Creamy coconut lentil curry


Ingredients

  • 1

    small

    Onion, finely chopped

  • 1

    clove

    Garlic, crushed

  • 1

    tsp

    Finely grated ginger

  • 1

    tsp

    Gregg's whole cumin seeds

  • 1

    tsp

    Gregg's ground coriander

  • 1

    can

    400 g Wattie's crushed and sieved tomatoes

  • 1

    can

    400 g Wattie's lentils in springwater, drained

  • 1/2

    tsp

    Sugar (optional)

  • 50

    g

    Baby spinach leaves

  • 1/2

    cup

    Coconut milk

  • -

    Coriander leaves to garnish (optional)

  • -

    Lemon wedges (to serve)


Instructions

  1. Step 1

    Heat a dash of oil in a medium sized lidded pan over low heat. Add the onion, garlic and ginger and sauté until the onion softens. Add the Gregg's Whole Cumin Seeds and Gregg's Ground Coriander and cook for a further minute to allow the spices to ‘cook out'.

  2. Step 2

    Add the Wattie's Crushed and Sieved Tomatoes, drained Wattie's Lentils and sugar if using. Stir and bring to the boil. Reduce heat and simmer for 20 minutes, covering the pan if the sauce is reducing too much.
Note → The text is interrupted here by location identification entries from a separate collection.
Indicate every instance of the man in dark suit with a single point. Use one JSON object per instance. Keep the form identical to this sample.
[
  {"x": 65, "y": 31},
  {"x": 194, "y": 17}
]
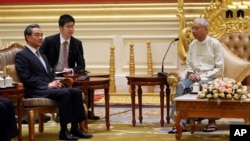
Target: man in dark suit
[
  {"x": 53, "y": 47},
  {"x": 38, "y": 79},
  {"x": 8, "y": 126}
]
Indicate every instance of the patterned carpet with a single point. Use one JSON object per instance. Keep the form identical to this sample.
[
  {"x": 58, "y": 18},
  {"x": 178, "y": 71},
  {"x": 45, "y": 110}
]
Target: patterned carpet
[{"x": 121, "y": 127}]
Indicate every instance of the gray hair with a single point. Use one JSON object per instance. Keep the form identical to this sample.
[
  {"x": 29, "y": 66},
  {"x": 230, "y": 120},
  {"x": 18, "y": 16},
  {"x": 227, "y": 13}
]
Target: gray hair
[{"x": 202, "y": 21}]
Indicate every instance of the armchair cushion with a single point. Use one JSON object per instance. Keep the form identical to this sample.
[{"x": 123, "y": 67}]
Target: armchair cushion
[{"x": 235, "y": 67}]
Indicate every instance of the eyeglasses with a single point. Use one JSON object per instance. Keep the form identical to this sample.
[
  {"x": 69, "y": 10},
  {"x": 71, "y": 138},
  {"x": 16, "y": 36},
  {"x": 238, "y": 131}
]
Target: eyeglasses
[
  {"x": 196, "y": 27},
  {"x": 69, "y": 26}
]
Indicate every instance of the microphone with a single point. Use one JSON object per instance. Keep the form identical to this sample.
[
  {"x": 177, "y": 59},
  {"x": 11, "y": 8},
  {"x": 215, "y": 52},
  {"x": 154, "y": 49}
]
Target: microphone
[{"x": 162, "y": 73}]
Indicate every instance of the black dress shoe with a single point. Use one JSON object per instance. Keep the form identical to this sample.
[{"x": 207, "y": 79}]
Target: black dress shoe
[
  {"x": 65, "y": 135},
  {"x": 94, "y": 117},
  {"x": 57, "y": 117},
  {"x": 80, "y": 134}
]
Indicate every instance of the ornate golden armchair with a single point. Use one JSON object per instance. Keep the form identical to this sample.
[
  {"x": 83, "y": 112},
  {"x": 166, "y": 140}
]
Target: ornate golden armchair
[{"x": 227, "y": 23}]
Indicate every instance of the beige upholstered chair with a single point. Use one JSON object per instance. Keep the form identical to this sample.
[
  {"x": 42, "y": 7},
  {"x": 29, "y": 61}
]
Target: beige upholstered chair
[
  {"x": 31, "y": 106},
  {"x": 233, "y": 33}
]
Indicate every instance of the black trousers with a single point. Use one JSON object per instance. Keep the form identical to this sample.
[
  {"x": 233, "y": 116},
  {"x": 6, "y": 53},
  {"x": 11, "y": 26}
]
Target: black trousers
[{"x": 8, "y": 125}]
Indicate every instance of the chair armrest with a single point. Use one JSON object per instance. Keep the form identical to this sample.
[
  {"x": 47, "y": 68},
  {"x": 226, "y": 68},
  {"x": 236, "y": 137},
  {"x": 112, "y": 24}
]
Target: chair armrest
[{"x": 173, "y": 79}]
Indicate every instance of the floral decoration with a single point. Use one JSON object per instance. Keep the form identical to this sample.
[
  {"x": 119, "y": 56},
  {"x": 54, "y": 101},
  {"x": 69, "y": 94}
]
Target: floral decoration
[{"x": 223, "y": 88}]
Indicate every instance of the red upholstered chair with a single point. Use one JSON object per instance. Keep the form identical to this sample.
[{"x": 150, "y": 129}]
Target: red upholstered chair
[{"x": 31, "y": 106}]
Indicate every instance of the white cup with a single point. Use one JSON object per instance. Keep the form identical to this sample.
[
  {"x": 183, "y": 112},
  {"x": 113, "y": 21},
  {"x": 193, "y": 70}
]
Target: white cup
[
  {"x": 195, "y": 87},
  {"x": 1, "y": 82}
]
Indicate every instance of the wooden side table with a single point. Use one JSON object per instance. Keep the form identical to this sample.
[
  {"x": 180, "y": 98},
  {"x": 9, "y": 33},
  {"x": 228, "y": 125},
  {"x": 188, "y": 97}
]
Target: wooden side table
[
  {"x": 16, "y": 94},
  {"x": 92, "y": 84},
  {"x": 148, "y": 80},
  {"x": 189, "y": 106}
]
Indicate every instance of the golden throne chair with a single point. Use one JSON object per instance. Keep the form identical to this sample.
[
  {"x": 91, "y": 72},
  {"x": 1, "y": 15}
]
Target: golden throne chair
[{"x": 230, "y": 28}]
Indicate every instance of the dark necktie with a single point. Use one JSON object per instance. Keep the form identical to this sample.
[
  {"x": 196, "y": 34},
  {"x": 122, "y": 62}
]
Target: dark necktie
[
  {"x": 41, "y": 59},
  {"x": 65, "y": 55}
]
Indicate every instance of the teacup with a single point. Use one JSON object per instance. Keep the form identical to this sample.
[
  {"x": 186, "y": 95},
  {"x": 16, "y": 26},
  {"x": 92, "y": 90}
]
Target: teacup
[
  {"x": 1, "y": 82},
  {"x": 195, "y": 87}
]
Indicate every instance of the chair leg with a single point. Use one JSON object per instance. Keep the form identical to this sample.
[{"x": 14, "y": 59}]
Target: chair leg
[{"x": 31, "y": 124}]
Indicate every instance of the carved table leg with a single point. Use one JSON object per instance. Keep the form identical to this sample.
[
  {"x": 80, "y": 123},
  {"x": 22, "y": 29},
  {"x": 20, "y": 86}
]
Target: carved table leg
[
  {"x": 133, "y": 104},
  {"x": 106, "y": 92},
  {"x": 192, "y": 125},
  {"x": 162, "y": 104},
  {"x": 140, "y": 103}
]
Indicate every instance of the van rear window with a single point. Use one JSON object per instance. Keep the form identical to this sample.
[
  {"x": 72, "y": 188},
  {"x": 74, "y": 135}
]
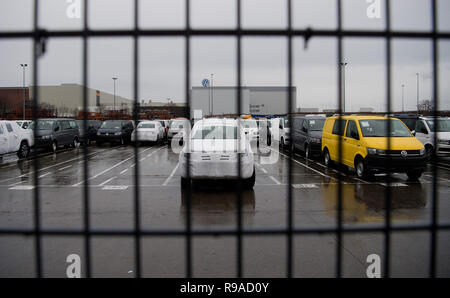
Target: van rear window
[{"x": 339, "y": 127}]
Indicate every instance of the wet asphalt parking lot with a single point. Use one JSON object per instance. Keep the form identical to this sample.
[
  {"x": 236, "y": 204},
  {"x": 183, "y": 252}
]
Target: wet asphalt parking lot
[{"x": 163, "y": 206}]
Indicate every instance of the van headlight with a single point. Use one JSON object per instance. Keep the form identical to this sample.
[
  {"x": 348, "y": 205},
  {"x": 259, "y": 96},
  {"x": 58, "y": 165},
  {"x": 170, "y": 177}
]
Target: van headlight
[{"x": 374, "y": 151}]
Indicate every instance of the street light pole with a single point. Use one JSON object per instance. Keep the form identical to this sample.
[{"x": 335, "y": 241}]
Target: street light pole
[
  {"x": 23, "y": 84},
  {"x": 403, "y": 98},
  {"x": 343, "y": 64},
  {"x": 212, "y": 94},
  {"x": 114, "y": 79},
  {"x": 417, "y": 93}
]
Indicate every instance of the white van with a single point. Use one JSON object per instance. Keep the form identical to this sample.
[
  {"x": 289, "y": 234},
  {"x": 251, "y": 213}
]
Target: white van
[
  {"x": 13, "y": 139},
  {"x": 279, "y": 130},
  {"x": 425, "y": 128}
]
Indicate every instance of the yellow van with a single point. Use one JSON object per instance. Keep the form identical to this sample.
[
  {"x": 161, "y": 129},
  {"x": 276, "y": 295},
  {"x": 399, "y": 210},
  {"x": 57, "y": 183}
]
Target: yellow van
[{"x": 365, "y": 145}]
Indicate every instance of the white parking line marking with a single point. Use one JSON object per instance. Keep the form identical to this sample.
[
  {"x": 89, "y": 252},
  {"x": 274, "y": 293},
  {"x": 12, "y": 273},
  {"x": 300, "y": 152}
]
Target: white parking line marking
[
  {"x": 110, "y": 168},
  {"x": 115, "y": 187},
  {"x": 394, "y": 184},
  {"x": 20, "y": 182},
  {"x": 22, "y": 187},
  {"x": 308, "y": 185},
  {"x": 52, "y": 166},
  {"x": 171, "y": 174},
  {"x": 308, "y": 167},
  {"x": 275, "y": 180},
  {"x": 110, "y": 179}
]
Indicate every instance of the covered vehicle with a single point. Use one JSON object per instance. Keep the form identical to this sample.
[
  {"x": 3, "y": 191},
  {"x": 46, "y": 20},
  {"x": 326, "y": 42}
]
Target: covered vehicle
[
  {"x": 90, "y": 134},
  {"x": 15, "y": 139},
  {"x": 56, "y": 132},
  {"x": 307, "y": 134},
  {"x": 214, "y": 149},
  {"x": 177, "y": 128},
  {"x": 115, "y": 131},
  {"x": 148, "y": 131}
]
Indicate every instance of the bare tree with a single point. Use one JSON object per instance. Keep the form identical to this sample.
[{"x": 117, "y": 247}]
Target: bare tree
[{"x": 425, "y": 105}]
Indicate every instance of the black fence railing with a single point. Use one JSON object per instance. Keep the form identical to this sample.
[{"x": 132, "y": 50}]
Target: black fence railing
[{"x": 40, "y": 37}]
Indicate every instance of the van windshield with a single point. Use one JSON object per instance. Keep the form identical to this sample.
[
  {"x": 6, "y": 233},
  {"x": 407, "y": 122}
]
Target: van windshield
[
  {"x": 43, "y": 125},
  {"x": 379, "y": 128},
  {"x": 316, "y": 124},
  {"x": 220, "y": 132},
  {"x": 112, "y": 124},
  {"x": 443, "y": 125}
]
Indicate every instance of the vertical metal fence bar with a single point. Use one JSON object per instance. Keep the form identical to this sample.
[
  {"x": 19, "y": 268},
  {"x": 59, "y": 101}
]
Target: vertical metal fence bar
[
  {"x": 86, "y": 206},
  {"x": 239, "y": 189},
  {"x": 137, "y": 219},
  {"x": 435, "y": 199},
  {"x": 36, "y": 201},
  {"x": 387, "y": 233},
  {"x": 339, "y": 190},
  {"x": 188, "y": 173},
  {"x": 289, "y": 252}
]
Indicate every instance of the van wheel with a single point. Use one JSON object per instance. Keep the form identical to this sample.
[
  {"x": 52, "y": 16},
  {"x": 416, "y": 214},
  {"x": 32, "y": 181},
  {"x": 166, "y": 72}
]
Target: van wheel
[
  {"x": 361, "y": 169},
  {"x": 185, "y": 182},
  {"x": 429, "y": 152},
  {"x": 249, "y": 183},
  {"x": 327, "y": 158},
  {"x": 75, "y": 143},
  {"x": 24, "y": 150},
  {"x": 414, "y": 175}
]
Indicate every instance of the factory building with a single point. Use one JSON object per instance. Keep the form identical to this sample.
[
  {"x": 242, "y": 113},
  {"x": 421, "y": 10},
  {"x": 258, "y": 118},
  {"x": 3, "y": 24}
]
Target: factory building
[
  {"x": 254, "y": 100},
  {"x": 67, "y": 99}
]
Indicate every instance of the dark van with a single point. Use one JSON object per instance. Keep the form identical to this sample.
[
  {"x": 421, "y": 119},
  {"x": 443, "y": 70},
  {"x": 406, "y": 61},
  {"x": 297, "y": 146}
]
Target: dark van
[
  {"x": 115, "y": 131},
  {"x": 90, "y": 134},
  {"x": 307, "y": 134},
  {"x": 54, "y": 133}
]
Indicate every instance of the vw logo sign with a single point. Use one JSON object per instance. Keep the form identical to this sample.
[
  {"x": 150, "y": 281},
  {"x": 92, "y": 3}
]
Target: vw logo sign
[{"x": 205, "y": 83}]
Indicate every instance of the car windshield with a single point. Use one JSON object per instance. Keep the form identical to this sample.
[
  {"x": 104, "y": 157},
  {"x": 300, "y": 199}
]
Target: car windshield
[
  {"x": 112, "y": 124},
  {"x": 443, "y": 125},
  {"x": 177, "y": 124},
  {"x": 316, "y": 124},
  {"x": 249, "y": 124},
  {"x": 379, "y": 128},
  {"x": 209, "y": 132},
  {"x": 146, "y": 125},
  {"x": 43, "y": 125}
]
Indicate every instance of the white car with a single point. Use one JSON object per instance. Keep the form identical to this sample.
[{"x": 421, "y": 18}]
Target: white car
[
  {"x": 148, "y": 131},
  {"x": 24, "y": 123},
  {"x": 280, "y": 129},
  {"x": 177, "y": 126},
  {"x": 14, "y": 138},
  {"x": 250, "y": 127},
  {"x": 214, "y": 148},
  {"x": 425, "y": 128}
]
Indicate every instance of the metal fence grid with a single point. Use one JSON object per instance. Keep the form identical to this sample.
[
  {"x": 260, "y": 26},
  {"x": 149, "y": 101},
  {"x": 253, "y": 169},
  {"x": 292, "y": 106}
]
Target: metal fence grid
[{"x": 39, "y": 37}]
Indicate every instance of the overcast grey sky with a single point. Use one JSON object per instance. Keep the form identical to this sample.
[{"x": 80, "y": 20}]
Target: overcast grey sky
[{"x": 264, "y": 60}]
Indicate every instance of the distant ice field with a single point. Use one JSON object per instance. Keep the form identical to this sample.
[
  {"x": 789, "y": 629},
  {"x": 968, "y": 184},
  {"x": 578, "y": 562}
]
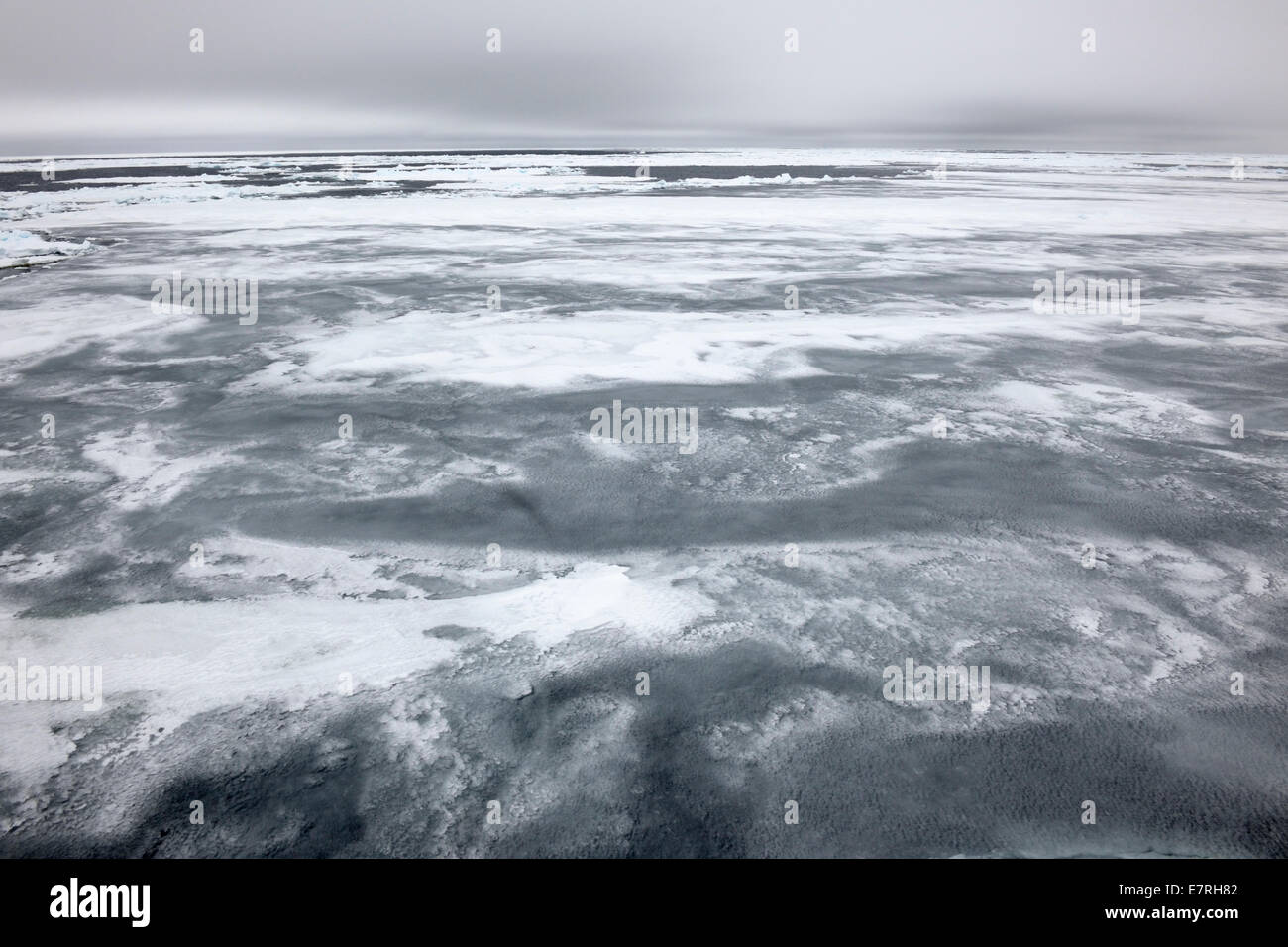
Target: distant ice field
[{"x": 386, "y": 631}]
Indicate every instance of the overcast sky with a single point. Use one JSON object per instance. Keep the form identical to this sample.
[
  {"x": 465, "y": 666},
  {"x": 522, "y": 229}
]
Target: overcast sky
[{"x": 86, "y": 76}]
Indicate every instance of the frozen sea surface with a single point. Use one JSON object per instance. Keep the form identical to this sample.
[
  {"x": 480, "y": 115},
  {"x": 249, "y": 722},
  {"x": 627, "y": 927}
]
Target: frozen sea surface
[{"x": 912, "y": 464}]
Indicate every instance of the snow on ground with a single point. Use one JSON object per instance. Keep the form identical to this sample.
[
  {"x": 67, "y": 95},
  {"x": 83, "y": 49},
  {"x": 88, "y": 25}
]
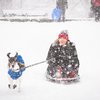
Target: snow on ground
[{"x": 32, "y": 40}]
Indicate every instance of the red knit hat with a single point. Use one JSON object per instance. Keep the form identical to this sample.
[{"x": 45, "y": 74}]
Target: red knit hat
[{"x": 63, "y": 35}]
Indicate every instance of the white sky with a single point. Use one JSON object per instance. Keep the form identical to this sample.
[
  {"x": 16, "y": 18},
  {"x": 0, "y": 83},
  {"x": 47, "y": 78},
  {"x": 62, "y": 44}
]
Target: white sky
[{"x": 32, "y": 40}]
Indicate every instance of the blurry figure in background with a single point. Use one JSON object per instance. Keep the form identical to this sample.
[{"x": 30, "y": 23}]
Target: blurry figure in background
[
  {"x": 64, "y": 63},
  {"x": 56, "y": 14},
  {"x": 95, "y": 8},
  {"x": 62, "y": 5},
  {"x": 16, "y": 66}
]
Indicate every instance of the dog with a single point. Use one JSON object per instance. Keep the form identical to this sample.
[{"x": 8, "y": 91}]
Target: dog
[{"x": 16, "y": 66}]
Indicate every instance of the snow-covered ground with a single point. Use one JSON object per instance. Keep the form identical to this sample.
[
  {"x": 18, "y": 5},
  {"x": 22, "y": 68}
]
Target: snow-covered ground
[
  {"x": 32, "y": 40},
  {"x": 76, "y": 8}
]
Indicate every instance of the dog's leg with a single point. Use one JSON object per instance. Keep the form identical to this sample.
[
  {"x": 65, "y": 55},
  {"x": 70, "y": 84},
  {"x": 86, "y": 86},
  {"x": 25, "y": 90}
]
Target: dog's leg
[
  {"x": 19, "y": 84},
  {"x": 10, "y": 85}
]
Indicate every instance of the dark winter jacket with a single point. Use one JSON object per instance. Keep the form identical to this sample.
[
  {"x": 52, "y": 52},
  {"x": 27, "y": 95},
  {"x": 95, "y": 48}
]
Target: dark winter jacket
[{"x": 64, "y": 56}]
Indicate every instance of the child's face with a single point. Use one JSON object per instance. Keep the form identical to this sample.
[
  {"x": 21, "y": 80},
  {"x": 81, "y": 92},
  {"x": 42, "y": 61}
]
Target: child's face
[{"x": 62, "y": 41}]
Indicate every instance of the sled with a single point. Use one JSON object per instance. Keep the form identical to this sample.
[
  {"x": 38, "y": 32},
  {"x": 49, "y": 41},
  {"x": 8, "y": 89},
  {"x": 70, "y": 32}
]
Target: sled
[{"x": 63, "y": 80}]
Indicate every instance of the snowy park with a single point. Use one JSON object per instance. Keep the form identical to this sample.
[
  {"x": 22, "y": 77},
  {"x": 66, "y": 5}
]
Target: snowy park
[{"x": 32, "y": 40}]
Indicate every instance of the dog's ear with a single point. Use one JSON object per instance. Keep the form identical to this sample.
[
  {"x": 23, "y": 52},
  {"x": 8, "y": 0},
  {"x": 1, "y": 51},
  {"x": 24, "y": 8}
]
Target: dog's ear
[
  {"x": 8, "y": 55},
  {"x": 16, "y": 54}
]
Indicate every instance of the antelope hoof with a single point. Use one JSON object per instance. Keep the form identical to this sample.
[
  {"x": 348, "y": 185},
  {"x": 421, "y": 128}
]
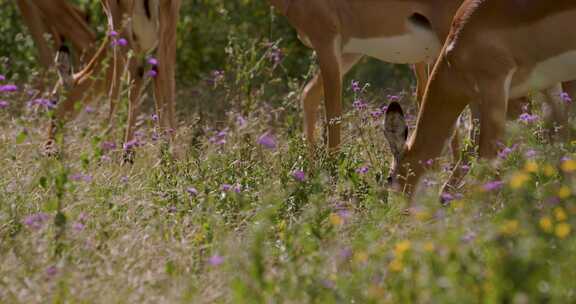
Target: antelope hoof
[
  {"x": 50, "y": 149},
  {"x": 128, "y": 157}
]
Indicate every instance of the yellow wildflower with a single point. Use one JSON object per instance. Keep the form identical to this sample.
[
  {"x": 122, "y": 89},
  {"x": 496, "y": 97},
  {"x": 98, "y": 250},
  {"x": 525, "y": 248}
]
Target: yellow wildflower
[
  {"x": 563, "y": 230},
  {"x": 429, "y": 246},
  {"x": 560, "y": 214},
  {"x": 401, "y": 248},
  {"x": 549, "y": 170},
  {"x": 376, "y": 292},
  {"x": 564, "y": 192},
  {"x": 531, "y": 167},
  {"x": 336, "y": 219},
  {"x": 423, "y": 215},
  {"x": 569, "y": 166},
  {"x": 518, "y": 180},
  {"x": 510, "y": 227},
  {"x": 396, "y": 265},
  {"x": 360, "y": 257},
  {"x": 546, "y": 224}
]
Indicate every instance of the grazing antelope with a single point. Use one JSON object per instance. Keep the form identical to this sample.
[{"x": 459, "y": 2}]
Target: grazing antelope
[
  {"x": 496, "y": 50},
  {"x": 342, "y": 32},
  {"x": 147, "y": 25}
]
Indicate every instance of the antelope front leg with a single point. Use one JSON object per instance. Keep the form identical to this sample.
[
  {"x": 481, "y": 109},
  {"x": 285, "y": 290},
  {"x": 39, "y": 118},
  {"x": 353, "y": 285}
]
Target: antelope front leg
[
  {"x": 557, "y": 116},
  {"x": 421, "y": 73},
  {"x": 137, "y": 72},
  {"x": 311, "y": 98},
  {"x": 313, "y": 94},
  {"x": 493, "y": 108},
  {"x": 330, "y": 66}
]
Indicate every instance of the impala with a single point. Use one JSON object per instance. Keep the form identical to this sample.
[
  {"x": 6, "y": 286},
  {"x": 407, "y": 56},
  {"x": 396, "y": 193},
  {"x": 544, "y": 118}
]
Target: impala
[
  {"x": 147, "y": 25},
  {"x": 496, "y": 50},
  {"x": 342, "y": 32}
]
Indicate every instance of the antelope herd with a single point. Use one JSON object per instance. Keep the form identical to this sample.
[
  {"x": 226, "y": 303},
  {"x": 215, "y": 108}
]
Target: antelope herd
[{"x": 486, "y": 54}]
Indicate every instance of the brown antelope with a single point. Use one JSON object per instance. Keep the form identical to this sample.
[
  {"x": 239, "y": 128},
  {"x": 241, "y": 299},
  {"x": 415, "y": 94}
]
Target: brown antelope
[
  {"x": 146, "y": 25},
  {"x": 61, "y": 20},
  {"x": 342, "y": 32},
  {"x": 496, "y": 50}
]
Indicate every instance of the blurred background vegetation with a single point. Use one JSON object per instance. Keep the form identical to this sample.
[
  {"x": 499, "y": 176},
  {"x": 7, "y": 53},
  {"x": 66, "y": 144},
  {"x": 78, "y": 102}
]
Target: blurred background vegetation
[{"x": 208, "y": 32}]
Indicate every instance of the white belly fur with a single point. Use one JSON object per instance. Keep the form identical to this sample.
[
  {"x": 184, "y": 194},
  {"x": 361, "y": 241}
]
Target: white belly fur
[
  {"x": 546, "y": 74},
  {"x": 415, "y": 46}
]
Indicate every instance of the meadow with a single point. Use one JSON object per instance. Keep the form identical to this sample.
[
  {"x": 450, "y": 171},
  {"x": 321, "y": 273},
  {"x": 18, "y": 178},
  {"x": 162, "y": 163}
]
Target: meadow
[{"x": 244, "y": 214}]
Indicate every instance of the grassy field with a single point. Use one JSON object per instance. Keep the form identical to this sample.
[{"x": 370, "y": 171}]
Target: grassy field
[{"x": 243, "y": 215}]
Stir occasionally to avoid the lentils sticking to the base of the pan.

  3. Step 3

    Add the baby spinach leaves and coconut milk and continue cooking until the spinach wilts and sauce is hot. Season to taste. Garnish with coriander, if wished.

  4. Step 4

    Serve with basmati rice, lemon wedges and poppadoms if wished.